Ao tratar do comportamento das

virgens e dos ricos, de como os cristãos deveriam agir diante dos infortúnios – perseguições, cismas, epidemias – e dos lugares que deveriam ser evitados, Cipriano nos leva a supor que, em sua época, os cristãos não estariam se comportando de maneira apropriada, escapando assim do ideal de pureza que deveriam seguir, razão pela qual a primeira providência de Cipriano ao assumir a sé de Cartago foi fortalecer os códigos que regiam a disciplina comunitária. A recorrência do tema em suas obras nos permite concluir que uma das mais urgentes tarefas impostas aos bispos no século III era justamente a de ordenar o dia a dia da igreja, que julgavam em risco.12 Em suas cartas, Cipriano mostra-se zeloso em instruir o colégio sacerdotal e em manter a disciplina e a ordem na congregação, aconselhando os presbíteros e diáconos a cuidar dos fiéis encarcerados e a não desviar a atenção dos pobres, enfermos, viúvas, órfãos e peregrinos.
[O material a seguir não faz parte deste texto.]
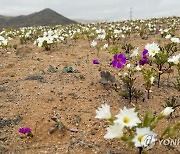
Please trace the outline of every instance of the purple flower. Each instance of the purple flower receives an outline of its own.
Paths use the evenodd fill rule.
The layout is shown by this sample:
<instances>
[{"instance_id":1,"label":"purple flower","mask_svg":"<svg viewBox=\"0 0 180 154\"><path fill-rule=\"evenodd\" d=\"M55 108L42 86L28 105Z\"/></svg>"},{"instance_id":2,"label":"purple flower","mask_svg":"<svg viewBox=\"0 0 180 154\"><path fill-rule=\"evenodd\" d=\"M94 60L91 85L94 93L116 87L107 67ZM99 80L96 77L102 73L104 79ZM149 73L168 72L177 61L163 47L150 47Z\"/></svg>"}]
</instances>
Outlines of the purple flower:
<instances>
[{"instance_id":1,"label":"purple flower","mask_svg":"<svg viewBox=\"0 0 180 154\"><path fill-rule=\"evenodd\" d=\"M143 52L142 52L143 57L146 57L147 54L148 54L148 50L147 50L147 49L144 49Z\"/></svg>"},{"instance_id":2,"label":"purple flower","mask_svg":"<svg viewBox=\"0 0 180 154\"><path fill-rule=\"evenodd\" d=\"M147 64L148 58L147 57L142 57L139 61L139 65L144 65Z\"/></svg>"},{"instance_id":3,"label":"purple flower","mask_svg":"<svg viewBox=\"0 0 180 154\"><path fill-rule=\"evenodd\" d=\"M19 128L19 133L26 134L30 132L31 132L31 128Z\"/></svg>"},{"instance_id":4,"label":"purple flower","mask_svg":"<svg viewBox=\"0 0 180 154\"><path fill-rule=\"evenodd\" d=\"M122 53L114 55L114 60L112 62L113 67L122 68L124 64L126 64L126 57Z\"/></svg>"},{"instance_id":5,"label":"purple flower","mask_svg":"<svg viewBox=\"0 0 180 154\"><path fill-rule=\"evenodd\" d=\"M148 54L148 50L144 49L142 52L142 58L139 60L139 65L147 64L148 62L147 54Z\"/></svg>"},{"instance_id":6,"label":"purple flower","mask_svg":"<svg viewBox=\"0 0 180 154\"><path fill-rule=\"evenodd\" d=\"M93 60L93 64L99 64L99 61L97 59Z\"/></svg>"}]
</instances>

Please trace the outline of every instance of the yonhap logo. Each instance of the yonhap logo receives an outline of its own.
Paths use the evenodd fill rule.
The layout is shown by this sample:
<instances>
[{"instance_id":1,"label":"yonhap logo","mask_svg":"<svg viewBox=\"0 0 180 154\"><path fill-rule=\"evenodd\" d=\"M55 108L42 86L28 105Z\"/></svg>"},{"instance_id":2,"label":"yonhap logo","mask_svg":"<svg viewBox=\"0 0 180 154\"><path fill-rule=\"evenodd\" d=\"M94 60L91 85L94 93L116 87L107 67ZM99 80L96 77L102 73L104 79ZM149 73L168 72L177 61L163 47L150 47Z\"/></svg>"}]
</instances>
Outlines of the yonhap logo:
<instances>
[{"instance_id":1,"label":"yonhap logo","mask_svg":"<svg viewBox=\"0 0 180 154\"><path fill-rule=\"evenodd\" d=\"M168 139L157 140L154 135L144 135L141 144L142 144L142 147L147 147L147 149L151 149L154 147L155 142L156 144L158 143L159 145L164 145L164 146L169 146L169 145L179 146L180 145L180 139L168 138Z\"/></svg>"}]
</instances>

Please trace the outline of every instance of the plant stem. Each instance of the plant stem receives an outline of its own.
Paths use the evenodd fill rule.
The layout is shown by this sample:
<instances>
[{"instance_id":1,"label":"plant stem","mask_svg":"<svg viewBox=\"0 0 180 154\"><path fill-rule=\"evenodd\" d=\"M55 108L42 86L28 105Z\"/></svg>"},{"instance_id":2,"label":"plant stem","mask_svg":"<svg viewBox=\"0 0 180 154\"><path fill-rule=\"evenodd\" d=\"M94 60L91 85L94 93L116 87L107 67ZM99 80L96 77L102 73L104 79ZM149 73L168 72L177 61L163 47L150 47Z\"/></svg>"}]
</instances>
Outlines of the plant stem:
<instances>
[{"instance_id":1,"label":"plant stem","mask_svg":"<svg viewBox=\"0 0 180 154\"><path fill-rule=\"evenodd\" d=\"M148 99L150 99L150 92L149 92L150 90L148 89L147 91L148 91Z\"/></svg>"},{"instance_id":2,"label":"plant stem","mask_svg":"<svg viewBox=\"0 0 180 154\"><path fill-rule=\"evenodd\" d=\"M162 74L162 65L159 66L159 73L158 73L158 88L160 87L160 79Z\"/></svg>"},{"instance_id":3,"label":"plant stem","mask_svg":"<svg viewBox=\"0 0 180 154\"><path fill-rule=\"evenodd\" d=\"M132 101L132 89L129 87L129 103Z\"/></svg>"},{"instance_id":4,"label":"plant stem","mask_svg":"<svg viewBox=\"0 0 180 154\"><path fill-rule=\"evenodd\" d=\"M139 147L139 154L142 154L143 148Z\"/></svg>"}]
</instances>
Do exílio, faz a seguinte observação aos presbíteros e diáconos: Quanto à distribuição de dinheiro, tanto aos que estão na prisão por haver confessado gloriosamente ao Senhor, como aos que perseveram constantemente no Senhor, apesar de sua pobreza e indigência, rogo que não lhes falte nada, pois a pequena quantidade que se recolheu foi distribuída entre os clérigos para casos assim, para [...] auxiliar nas necessidades e problemas (Ep. 5).

Em outra carta, desejando regressar à sua igreja, volta a se pronunciar em favor dos fiéis, recordando a necessidade de auxílio às viúvas, aos enfermos e a todos os miseráveis: Eu rogo para que tenhais cuidado esmerado com as viúvas, com os enfermos e com todos os pobres. Também os forasteiros, se algum deles estiver necessitado, deem socorro do meu próprio pecúlio particular que deixei nas mãos de Rogaciano, nosso copresbítero (Ep. 7).

12

Partimos do pressuposto de que, em meados do século III, o cristianismo ainda se encontrava culturalmente vinculado à crença judaica. Segundo Daniel Boyarin (2007a; 2007b), a separação entre tais crenças foi artificialmente produzida pelos heresiarcas da Antiguidade Tardia, muitos deles bispos. Numa época em que o Império passava por uma conjuntura de instabilidade política e na qual o cristianismo era considerado, ainda, uma religio illicita, Cipriano tentou criar um tipo de cristão “puro”, isento de contaminações.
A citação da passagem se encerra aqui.